Tuesday, April 24, 2007

Speculation and The Housing Bubble

Most of us have, or at least think we have, a pretty good idea of what speculation means when applied to the stock market. Financial advisers will give us various rules the first among which is to speculate only with money the loss of which won't be a catastrophe for your portfolio and assets in general. But what form does speculation take in the housing market?

At first glance we think we know the answer to this too. It's obvious in the statistics after all. Just look at the sales in the non-owner-occupied category and there you have it. Formally, in other words, we think of speculative buying in the housing market as involving those units bought by investors, either with an eye to the fastest possible capital gain in a rising market, or for the rental market with the same ultimate intention of realizing a capital gain through resale.

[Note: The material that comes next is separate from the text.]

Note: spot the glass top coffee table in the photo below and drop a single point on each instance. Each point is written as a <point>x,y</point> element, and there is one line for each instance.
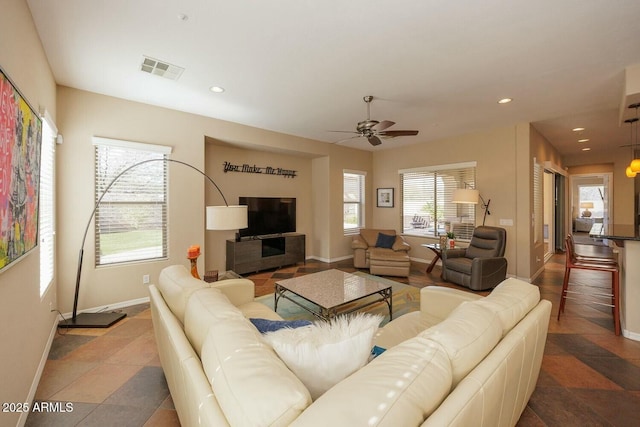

It is not usually the case that a property bought for owner occupation is considered a speculative purchase. However, in the period of a bubble such as the present subprime bubble, (actually, as we are daily learning, it's a general housing bubble), it can be said that in fact a proportion of owner occupier buys have a greater or lesser speculative component. This will have a tendency to be amplified in the course of the bubble. The main indicator of whether this speculative component is present will be to whatever extent the buying decision is being made on the basis of the profits to be had from a rapidly rising market. Anyone with a home that serves current needs perfectly well and even has a substantial percentage of equity built up who then sells with a view to cashing out this equity and leveraging it into a more expensive home is speculating. Worse still, they are speculating against the advice of the staid investment advisor mentioned earlier. For who can afford to lose a home should the speculation not pan out without it being a catastrophe? The position is no different in essence to that of someone stricken with margin madness in a stock market bubble. And the consequences when the bubble bursts are likely to be the same: the margin call that cannot be met from evaporating gains or the mortgage adjustment that cannot be met from increased equity.

Unfortunately, a whole fairytale about the home being the "biggest investment you will make in life" has taken hold almost universally in the last few decades. This idiotic idea may be wonderful copy for the Realty world but it is disastrous for the homeowner. And it is especially disastrous for those homeowners who could have traded down and thereby could now have cash in hand ready to take advantage of the coming bargains at the bottom of the cycle.

Read twice: Don't speculate with an asset the loss of which would be a catastrophe.